Indian field hockey player and coach

Harendra Singh (born 15 November 1966, Chhapra, Bihar) is an Indian field hockey coach and former player, who last served as the head coach of the India women's national field hockey team in 2025. He is a former head coach of India's men's, women's and junior teams.

==Education==
He attended Kirori Mal College & SGTB Khalsa College, Delhi University.

==Playing career==
Hailing from Chhapra, Bihar, Singh started his career as a halfback playing with IFFCO Tokio in Delhi. In 1988, he joined the Mahindra & Mahindra team in Mumbai on the insistence of former India coach J. M. Carvalho. He switched to Air India in 1990 and later became the company's senior manager. Singh made his international debut at the 1990 Asian Games in Beijing, where India won silver. He represented the Indian hockey team in 43 matches before retiring at the age of 26 citing "too much politics in hockey."

==Coaching career==
Singh started playing for the French club HC Lyon in 1995 under coach Tony Fernandes who asked Singh to manage the club's junior side "realising his potential as coach". After a few years of coaching in France, he returned to India and worked in various coaching and managerial roles of national senior and junior teams in tournaments such as 2000 Summer Olympics, 2005 Men's Hockey Junior World Cup, 2006 Men's Hockey World Cup, 2006 Asian Games, 2009 Men's Hockey Asia Cup and 2010 Men's Hockey World Cup. He was awarded the Dronacharya Award in 2012.
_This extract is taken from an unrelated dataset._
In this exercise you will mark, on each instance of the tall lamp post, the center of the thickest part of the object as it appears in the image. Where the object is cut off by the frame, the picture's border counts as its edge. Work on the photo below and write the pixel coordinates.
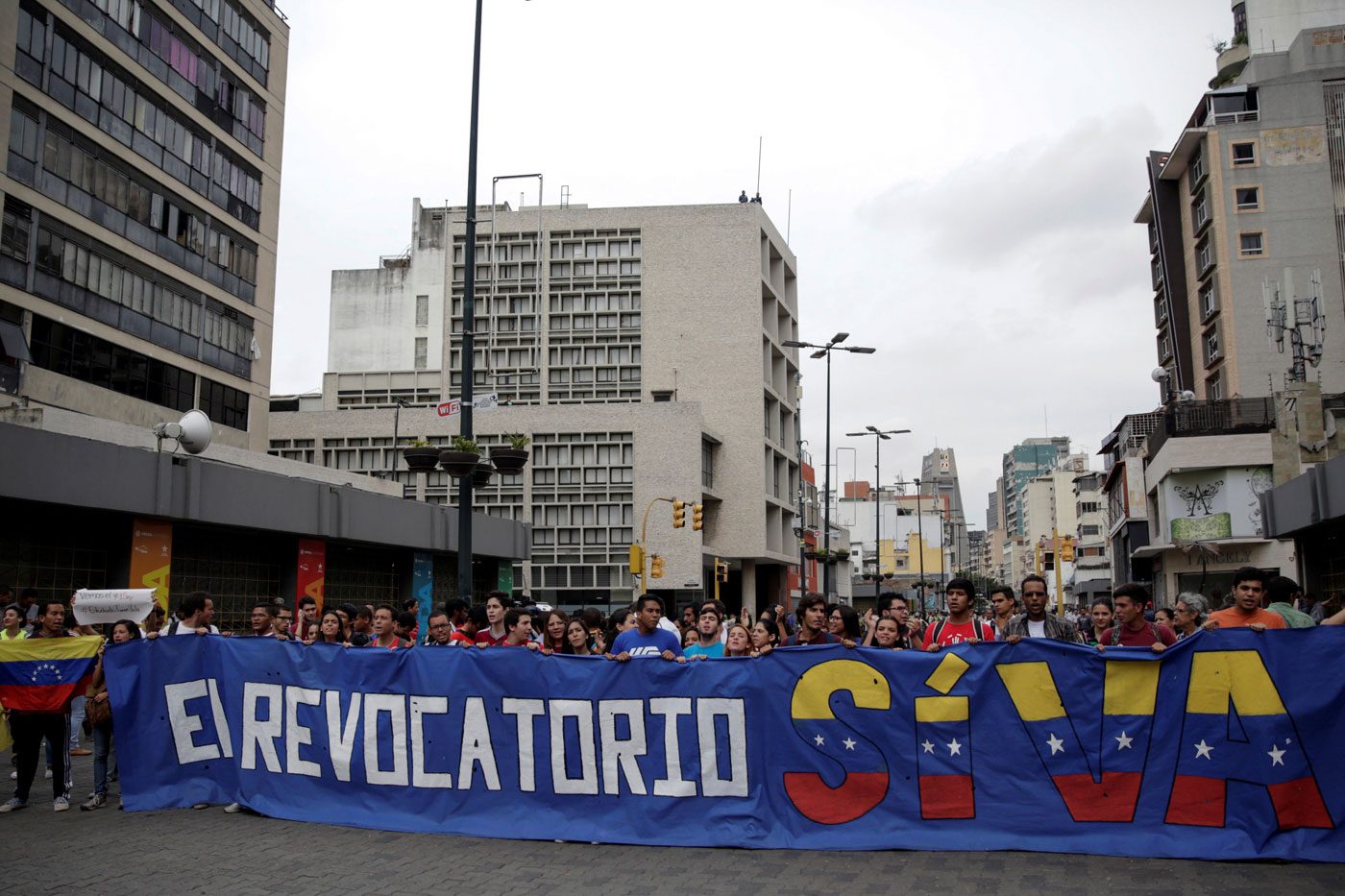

Singh was appointed head coach of the Indian junior team in 2014, and the team won the 2016 Men's Hockey Junior World Cup. In September 2017, he was appointed as the head coach of the India women's national field hockey team which went on to win the gold medal at the 2017 Women's Hockey Asia Cup.

In May 2018, Singh was named as the head coach of the men's national team, replacing Sjoerd Marijne of the Netherlands who took over the women's team. Singh thus became the first Indian to be appointed full time as the men's team head coach since 2008. Prior to this, he had three stints with the team as interim head coach. The team won silver at the 2018 Men's Hockey Champions Trophy, his first assignment in the role, losing the final to Australia in penalties. Singh was removed as the head coach in January 2019, as the team struggled in other tournaments in 2018. He was reportedly offered the job of head coach of the men's junior team, which he rejected.

In 2021, he was appointed head coach of the United States men's national team.